Assessment of water quality of the Shatt Al-Arab River, using multivariate statistical technique

Mohammad S. Moyel

Mesopotamia Environmental Journal بيئة وادي الرافدين
ISSN: 24102598 Year: 2014 Volume: 1 Issue: 1 Pages: 39-46
Publisher: Babylon University جامعة بابل


This paper presents the results of statistical analysis of a set of physico-chemical water quality parameters, monthly collected from December 2012 to November 2013 at seven sampling stations spread over the Shatt Al-Arab River. Seventeen parameters were treated using Multivariate statistical technique; principal component analysis (PCA) and cluster analysis (CA) were applied for the evaluation and interpretation of a water quality data set for the Shatt Al-Arab River. The results of PCA identified four latent factors, which are responsible for the data structure explaining 78.64% of the total variance of the dataset these factors are: Water mineralization, Seasonal effect of temperature and organic pollution, Nutrients content and water visibility.
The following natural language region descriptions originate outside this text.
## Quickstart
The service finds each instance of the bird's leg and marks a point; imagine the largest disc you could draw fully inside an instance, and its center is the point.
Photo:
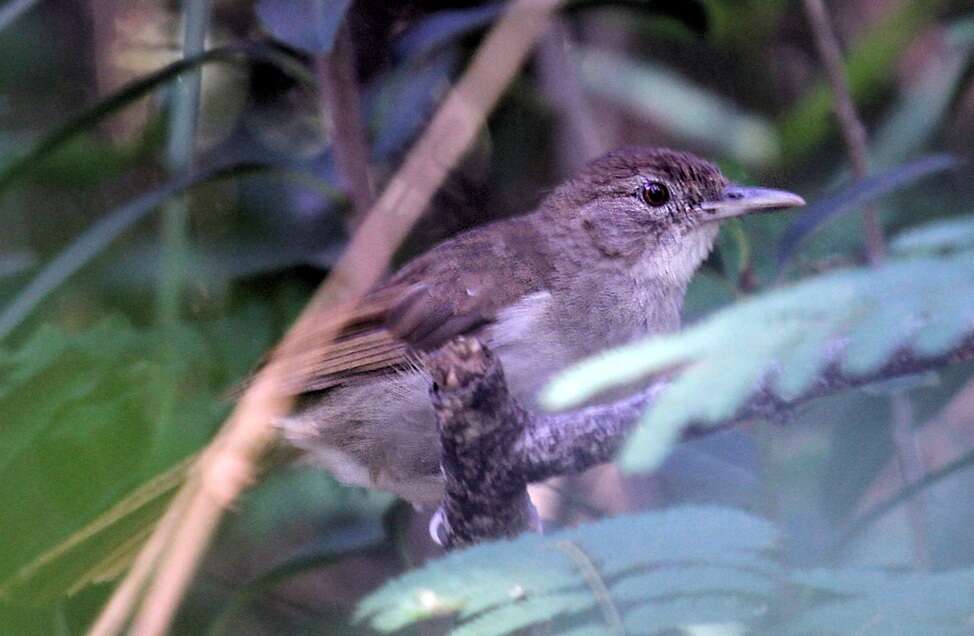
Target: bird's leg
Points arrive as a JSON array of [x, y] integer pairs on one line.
[[479, 423]]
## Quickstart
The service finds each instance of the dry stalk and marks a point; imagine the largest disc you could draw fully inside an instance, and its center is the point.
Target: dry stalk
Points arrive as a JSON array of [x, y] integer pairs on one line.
[[228, 465]]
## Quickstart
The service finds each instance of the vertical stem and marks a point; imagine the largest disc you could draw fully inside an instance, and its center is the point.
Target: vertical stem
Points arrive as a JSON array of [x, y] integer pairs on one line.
[[853, 132], [340, 96], [912, 470], [179, 159]]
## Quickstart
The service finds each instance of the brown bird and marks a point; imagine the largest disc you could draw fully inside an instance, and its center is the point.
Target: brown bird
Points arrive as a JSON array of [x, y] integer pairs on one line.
[[604, 260]]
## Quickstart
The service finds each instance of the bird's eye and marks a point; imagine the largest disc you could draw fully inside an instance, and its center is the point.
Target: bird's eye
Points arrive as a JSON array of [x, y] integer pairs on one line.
[[655, 194]]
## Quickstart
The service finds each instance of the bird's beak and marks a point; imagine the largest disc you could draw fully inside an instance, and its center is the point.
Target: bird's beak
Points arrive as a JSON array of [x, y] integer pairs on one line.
[[740, 200]]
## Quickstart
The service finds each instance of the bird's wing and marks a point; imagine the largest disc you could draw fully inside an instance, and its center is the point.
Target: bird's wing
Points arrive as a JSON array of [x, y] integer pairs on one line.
[[430, 301]]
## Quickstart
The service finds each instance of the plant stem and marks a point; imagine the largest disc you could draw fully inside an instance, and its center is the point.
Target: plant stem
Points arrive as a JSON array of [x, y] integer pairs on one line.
[[853, 132], [179, 160]]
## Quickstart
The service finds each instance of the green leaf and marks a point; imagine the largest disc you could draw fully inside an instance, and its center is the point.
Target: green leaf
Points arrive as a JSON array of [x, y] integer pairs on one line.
[[871, 602], [307, 25], [786, 335], [939, 237], [680, 107], [693, 552]]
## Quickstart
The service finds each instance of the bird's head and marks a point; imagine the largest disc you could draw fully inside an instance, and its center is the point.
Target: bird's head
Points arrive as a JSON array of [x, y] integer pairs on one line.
[[639, 202]]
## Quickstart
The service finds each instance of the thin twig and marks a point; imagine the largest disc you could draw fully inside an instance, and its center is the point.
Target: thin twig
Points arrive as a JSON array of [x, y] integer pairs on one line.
[[340, 96], [228, 465], [853, 132]]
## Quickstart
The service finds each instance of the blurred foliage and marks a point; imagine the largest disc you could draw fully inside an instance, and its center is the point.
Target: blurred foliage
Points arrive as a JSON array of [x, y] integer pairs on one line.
[[705, 570], [924, 304], [100, 404]]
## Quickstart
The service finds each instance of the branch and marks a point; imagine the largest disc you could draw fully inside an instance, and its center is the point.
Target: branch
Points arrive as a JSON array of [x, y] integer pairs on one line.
[[853, 132], [492, 447]]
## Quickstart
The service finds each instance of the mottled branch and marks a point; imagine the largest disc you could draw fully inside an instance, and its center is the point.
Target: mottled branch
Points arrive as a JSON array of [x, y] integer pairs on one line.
[[493, 447]]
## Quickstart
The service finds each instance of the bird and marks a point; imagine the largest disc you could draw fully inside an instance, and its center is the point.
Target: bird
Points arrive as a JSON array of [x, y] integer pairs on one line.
[[603, 260]]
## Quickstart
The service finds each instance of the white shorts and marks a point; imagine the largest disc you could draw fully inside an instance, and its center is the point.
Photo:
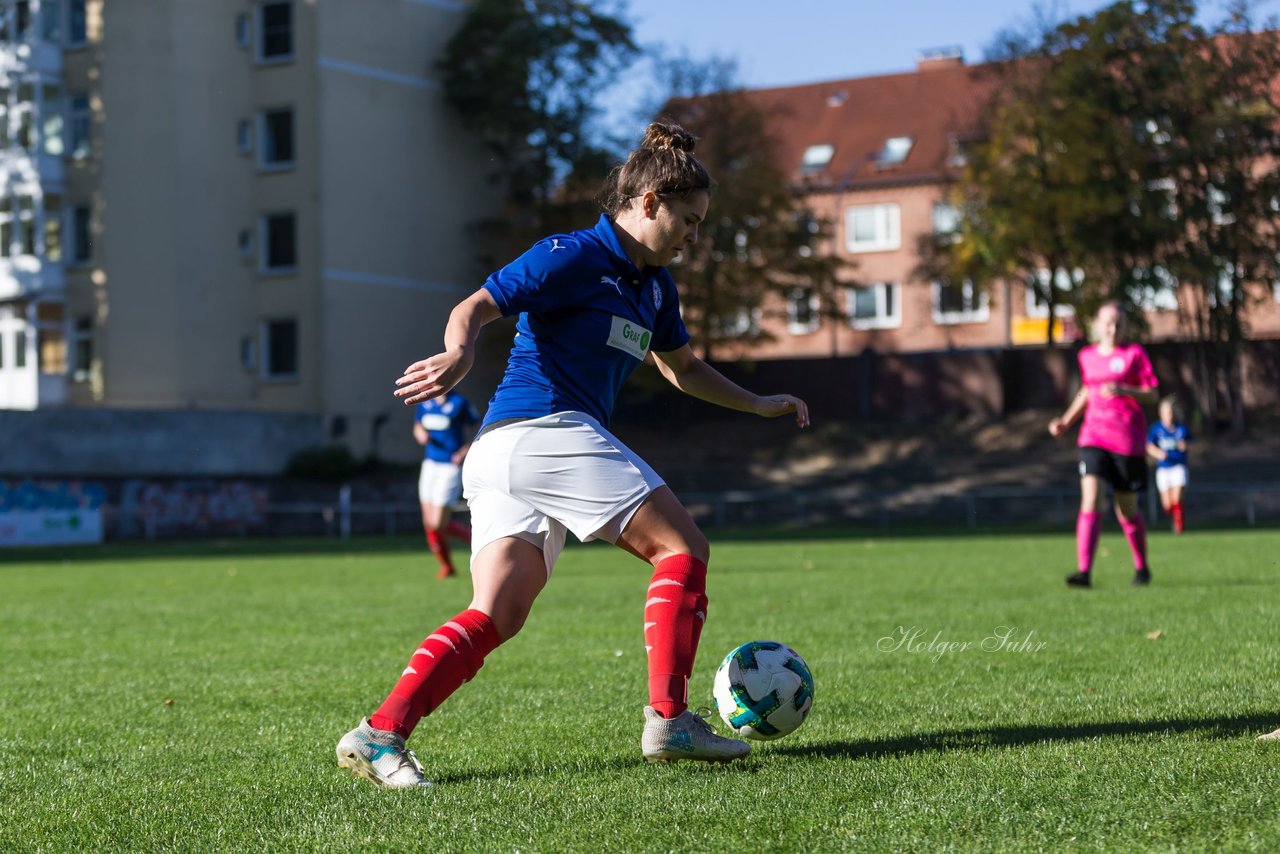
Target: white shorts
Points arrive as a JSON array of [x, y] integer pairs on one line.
[[439, 483], [1170, 476], [540, 478]]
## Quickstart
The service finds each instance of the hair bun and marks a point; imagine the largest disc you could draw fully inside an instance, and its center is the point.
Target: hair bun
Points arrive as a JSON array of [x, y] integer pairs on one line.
[[661, 135]]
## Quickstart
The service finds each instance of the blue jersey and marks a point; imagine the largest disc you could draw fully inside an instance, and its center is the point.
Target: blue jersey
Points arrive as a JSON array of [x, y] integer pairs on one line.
[[1166, 439], [446, 420], [588, 318]]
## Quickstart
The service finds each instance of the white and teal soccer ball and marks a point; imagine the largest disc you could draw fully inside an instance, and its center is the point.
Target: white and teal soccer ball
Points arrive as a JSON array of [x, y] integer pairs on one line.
[[763, 690]]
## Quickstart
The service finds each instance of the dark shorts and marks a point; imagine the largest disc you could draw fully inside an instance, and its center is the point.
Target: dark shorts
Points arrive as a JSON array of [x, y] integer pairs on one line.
[[1124, 474]]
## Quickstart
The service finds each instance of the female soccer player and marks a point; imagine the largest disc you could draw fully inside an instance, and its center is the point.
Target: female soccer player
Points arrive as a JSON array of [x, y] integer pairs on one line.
[[1115, 380], [1166, 443], [592, 306], [442, 425]]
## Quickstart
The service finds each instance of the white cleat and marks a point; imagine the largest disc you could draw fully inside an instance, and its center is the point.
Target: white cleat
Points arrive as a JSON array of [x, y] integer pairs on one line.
[[380, 757], [686, 736]]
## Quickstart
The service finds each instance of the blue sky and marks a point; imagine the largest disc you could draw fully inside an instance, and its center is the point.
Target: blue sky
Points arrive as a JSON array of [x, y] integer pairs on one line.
[[804, 41]]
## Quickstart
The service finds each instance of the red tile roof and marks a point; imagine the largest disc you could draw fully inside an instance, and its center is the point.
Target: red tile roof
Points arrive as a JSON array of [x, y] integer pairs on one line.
[[858, 115]]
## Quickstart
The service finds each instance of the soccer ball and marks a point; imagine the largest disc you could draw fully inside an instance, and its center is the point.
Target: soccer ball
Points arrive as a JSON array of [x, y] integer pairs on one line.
[[763, 690]]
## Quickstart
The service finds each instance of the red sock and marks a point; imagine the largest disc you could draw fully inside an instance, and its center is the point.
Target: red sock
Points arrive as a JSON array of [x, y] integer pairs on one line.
[[673, 620], [451, 656], [458, 531], [1136, 531], [439, 547], [1087, 529]]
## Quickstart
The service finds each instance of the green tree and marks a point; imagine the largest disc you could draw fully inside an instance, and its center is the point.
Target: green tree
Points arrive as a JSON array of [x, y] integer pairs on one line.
[[524, 76]]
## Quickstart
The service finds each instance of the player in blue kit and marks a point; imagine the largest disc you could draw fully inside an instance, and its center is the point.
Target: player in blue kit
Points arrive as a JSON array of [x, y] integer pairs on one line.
[[1166, 443], [592, 306], [443, 427]]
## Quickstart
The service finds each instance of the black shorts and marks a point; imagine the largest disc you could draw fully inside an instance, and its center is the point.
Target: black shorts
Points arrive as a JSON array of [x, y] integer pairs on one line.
[[1124, 474]]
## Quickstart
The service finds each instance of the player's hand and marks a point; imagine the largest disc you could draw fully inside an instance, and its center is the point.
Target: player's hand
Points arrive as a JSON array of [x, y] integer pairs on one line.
[[776, 405], [432, 377]]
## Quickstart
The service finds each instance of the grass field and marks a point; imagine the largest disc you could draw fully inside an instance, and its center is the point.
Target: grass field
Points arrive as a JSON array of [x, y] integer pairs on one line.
[[190, 698]]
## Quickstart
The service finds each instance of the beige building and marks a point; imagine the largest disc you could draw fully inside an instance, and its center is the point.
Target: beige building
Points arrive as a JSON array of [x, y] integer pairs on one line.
[[251, 205]]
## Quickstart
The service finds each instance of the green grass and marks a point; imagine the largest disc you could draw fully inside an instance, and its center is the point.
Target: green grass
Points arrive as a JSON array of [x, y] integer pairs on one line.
[[188, 698]]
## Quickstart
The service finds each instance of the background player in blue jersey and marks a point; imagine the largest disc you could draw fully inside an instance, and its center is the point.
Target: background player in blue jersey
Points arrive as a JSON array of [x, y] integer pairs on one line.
[[1166, 443], [443, 428], [592, 306]]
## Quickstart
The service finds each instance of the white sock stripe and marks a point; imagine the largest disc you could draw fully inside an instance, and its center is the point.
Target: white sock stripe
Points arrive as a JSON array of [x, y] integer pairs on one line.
[[444, 638], [461, 630]]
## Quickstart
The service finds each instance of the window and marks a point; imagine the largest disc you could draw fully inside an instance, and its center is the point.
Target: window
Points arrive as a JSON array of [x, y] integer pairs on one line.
[[874, 306], [959, 302], [78, 120], [801, 311], [277, 129], [894, 153], [1037, 306], [82, 236], [816, 159], [51, 218], [872, 228], [51, 120], [77, 31], [82, 350], [279, 243], [946, 223], [275, 31], [280, 350]]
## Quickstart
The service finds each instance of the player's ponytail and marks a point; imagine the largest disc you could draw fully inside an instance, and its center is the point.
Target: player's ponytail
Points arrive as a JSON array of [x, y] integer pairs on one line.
[[663, 163]]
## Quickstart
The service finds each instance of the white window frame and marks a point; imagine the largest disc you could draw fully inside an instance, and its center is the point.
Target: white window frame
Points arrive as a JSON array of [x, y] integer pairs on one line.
[[264, 241], [794, 324], [978, 314], [1061, 309], [265, 348], [264, 147], [260, 26], [887, 225], [888, 292]]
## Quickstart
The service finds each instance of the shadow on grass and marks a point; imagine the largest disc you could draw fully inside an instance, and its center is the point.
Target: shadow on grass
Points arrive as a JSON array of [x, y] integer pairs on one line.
[[1010, 736], [1239, 726]]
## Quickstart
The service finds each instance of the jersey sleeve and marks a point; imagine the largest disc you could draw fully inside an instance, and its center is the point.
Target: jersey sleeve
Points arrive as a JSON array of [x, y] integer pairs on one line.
[[668, 330], [1143, 373], [542, 279]]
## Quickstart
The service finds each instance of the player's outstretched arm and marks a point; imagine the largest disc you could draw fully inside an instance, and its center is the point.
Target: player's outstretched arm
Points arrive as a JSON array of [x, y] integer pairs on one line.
[[694, 377], [437, 374]]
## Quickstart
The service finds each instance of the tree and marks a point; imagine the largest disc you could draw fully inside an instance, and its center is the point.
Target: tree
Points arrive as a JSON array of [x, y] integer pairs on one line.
[[759, 242], [522, 76]]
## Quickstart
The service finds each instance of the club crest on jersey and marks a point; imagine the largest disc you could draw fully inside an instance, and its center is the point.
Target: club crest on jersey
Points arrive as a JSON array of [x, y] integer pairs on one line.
[[629, 337]]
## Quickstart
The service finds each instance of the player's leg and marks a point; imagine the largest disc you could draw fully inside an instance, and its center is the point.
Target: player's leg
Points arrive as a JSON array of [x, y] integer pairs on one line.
[[1134, 528], [663, 534], [507, 575], [1088, 521]]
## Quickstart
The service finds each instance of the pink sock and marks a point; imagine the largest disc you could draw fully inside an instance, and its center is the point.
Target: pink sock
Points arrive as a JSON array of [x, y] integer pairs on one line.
[[1136, 531], [1087, 529]]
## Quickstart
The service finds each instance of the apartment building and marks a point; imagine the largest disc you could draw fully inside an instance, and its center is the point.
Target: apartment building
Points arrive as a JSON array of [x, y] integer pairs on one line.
[[874, 156], [250, 205]]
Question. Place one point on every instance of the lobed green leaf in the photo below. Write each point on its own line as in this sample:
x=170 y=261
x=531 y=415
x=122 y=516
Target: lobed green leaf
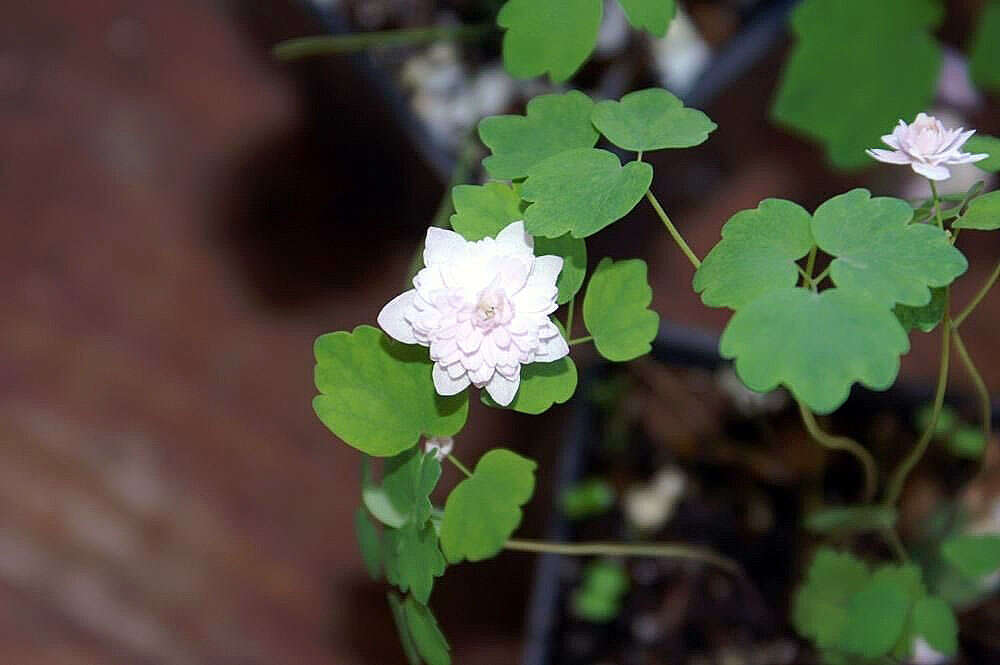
x=552 y=124
x=484 y=510
x=880 y=254
x=651 y=119
x=815 y=344
x=582 y=191
x=756 y=255
x=554 y=36
x=378 y=395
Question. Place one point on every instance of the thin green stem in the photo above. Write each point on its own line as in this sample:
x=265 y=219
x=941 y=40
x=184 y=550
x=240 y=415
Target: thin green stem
x=569 y=317
x=307 y=47
x=937 y=204
x=982 y=392
x=898 y=479
x=664 y=550
x=987 y=285
x=810 y=266
x=461 y=467
x=846 y=444
x=674 y=233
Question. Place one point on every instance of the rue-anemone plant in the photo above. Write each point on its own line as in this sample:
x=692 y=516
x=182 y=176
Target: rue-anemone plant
x=491 y=313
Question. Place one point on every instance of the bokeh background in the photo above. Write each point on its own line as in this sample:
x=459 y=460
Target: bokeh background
x=182 y=217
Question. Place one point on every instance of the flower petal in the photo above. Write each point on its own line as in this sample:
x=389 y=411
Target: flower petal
x=442 y=246
x=445 y=385
x=889 y=156
x=502 y=389
x=932 y=172
x=392 y=318
x=515 y=240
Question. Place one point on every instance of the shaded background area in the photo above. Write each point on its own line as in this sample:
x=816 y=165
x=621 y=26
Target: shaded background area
x=182 y=218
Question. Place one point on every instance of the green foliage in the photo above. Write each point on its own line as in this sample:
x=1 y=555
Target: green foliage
x=820 y=611
x=377 y=394
x=926 y=317
x=975 y=556
x=984 y=55
x=369 y=542
x=651 y=15
x=616 y=309
x=582 y=191
x=934 y=621
x=485 y=509
x=413 y=559
x=816 y=344
x=756 y=255
x=574 y=253
x=554 y=36
x=651 y=119
x=599 y=596
x=858 y=67
x=484 y=211
x=983 y=214
x=985 y=144
x=851 y=612
x=542 y=385
x=851 y=518
x=879 y=253
x=552 y=124
x=587 y=499
x=423 y=634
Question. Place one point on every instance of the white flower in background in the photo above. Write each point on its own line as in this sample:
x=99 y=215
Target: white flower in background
x=927 y=147
x=483 y=309
x=441 y=446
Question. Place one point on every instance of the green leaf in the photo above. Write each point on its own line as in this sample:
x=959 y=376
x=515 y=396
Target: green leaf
x=427 y=637
x=615 y=310
x=413 y=559
x=820 y=610
x=817 y=345
x=378 y=395
x=405 y=638
x=574 y=254
x=485 y=211
x=856 y=69
x=554 y=36
x=483 y=510
x=985 y=51
x=552 y=124
x=542 y=385
x=756 y=255
x=974 y=556
x=990 y=145
x=482 y=212
x=967 y=442
x=651 y=15
x=408 y=480
x=924 y=318
x=368 y=542
x=934 y=620
x=983 y=214
x=582 y=191
x=851 y=518
x=377 y=500
x=651 y=119
x=879 y=253
x=876 y=616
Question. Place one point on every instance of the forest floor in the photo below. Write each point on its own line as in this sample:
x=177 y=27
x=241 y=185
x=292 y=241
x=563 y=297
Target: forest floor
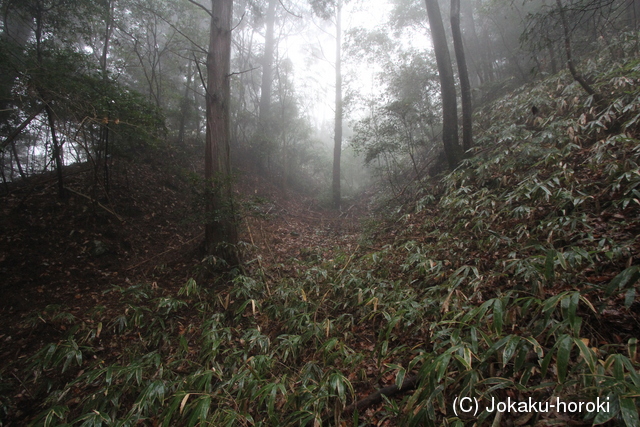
x=66 y=256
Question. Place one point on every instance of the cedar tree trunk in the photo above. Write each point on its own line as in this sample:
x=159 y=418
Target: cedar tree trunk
x=463 y=74
x=220 y=228
x=452 y=148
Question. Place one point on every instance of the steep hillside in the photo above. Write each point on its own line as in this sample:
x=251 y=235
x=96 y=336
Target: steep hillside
x=512 y=280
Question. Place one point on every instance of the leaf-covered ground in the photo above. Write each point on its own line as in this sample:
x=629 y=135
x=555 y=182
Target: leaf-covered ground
x=513 y=278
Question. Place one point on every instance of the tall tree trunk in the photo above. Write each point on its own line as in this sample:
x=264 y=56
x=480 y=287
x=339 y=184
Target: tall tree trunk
x=57 y=155
x=220 y=228
x=264 y=107
x=337 y=140
x=452 y=148
x=463 y=74
x=567 y=48
x=552 y=58
x=186 y=105
x=472 y=43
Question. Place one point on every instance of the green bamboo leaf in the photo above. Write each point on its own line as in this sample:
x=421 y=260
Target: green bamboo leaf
x=632 y=348
x=629 y=412
x=400 y=377
x=498 y=316
x=587 y=354
x=510 y=349
x=611 y=409
x=628 y=277
x=564 y=353
x=549 y=265
x=629 y=297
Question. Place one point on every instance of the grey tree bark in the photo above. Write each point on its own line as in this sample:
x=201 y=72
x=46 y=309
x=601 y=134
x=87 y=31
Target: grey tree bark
x=463 y=74
x=337 y=140
x=220 y=228
x=452 y=148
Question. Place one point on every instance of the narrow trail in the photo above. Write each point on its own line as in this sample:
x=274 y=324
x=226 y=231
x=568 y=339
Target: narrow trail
x=283 y=228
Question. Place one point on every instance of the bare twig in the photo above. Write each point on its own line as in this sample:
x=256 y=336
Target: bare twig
x=201 y=7
x=288 y=11
x=165 y=252
x=97 y=203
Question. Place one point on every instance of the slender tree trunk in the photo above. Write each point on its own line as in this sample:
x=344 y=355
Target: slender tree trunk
x=472 y=43
x=567 y=48
x=14 y=151
x=264 y=107
x=552 y=58
x=452 y=148
x=337 y=140
x=57 y=156
x=186 y=104
x=220 y=228
x=463 y=74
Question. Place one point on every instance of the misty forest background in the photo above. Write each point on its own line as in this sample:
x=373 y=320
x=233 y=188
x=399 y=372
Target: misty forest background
x=320 y=212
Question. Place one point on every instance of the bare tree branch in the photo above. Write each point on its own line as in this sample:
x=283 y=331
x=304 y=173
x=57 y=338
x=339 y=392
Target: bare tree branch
x=201 y=7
CA showed four different groups of similarity between the sampling stations reflecting the different physicochemical characteristics features and natural background sources types. This study suggests that PCA and CA techniques are useful tools for identification of important surface water quality monitoring stations and parameters.


water quality assessment --- multivariate statistical technique --- Shatt Al-Arab River --- Iraq.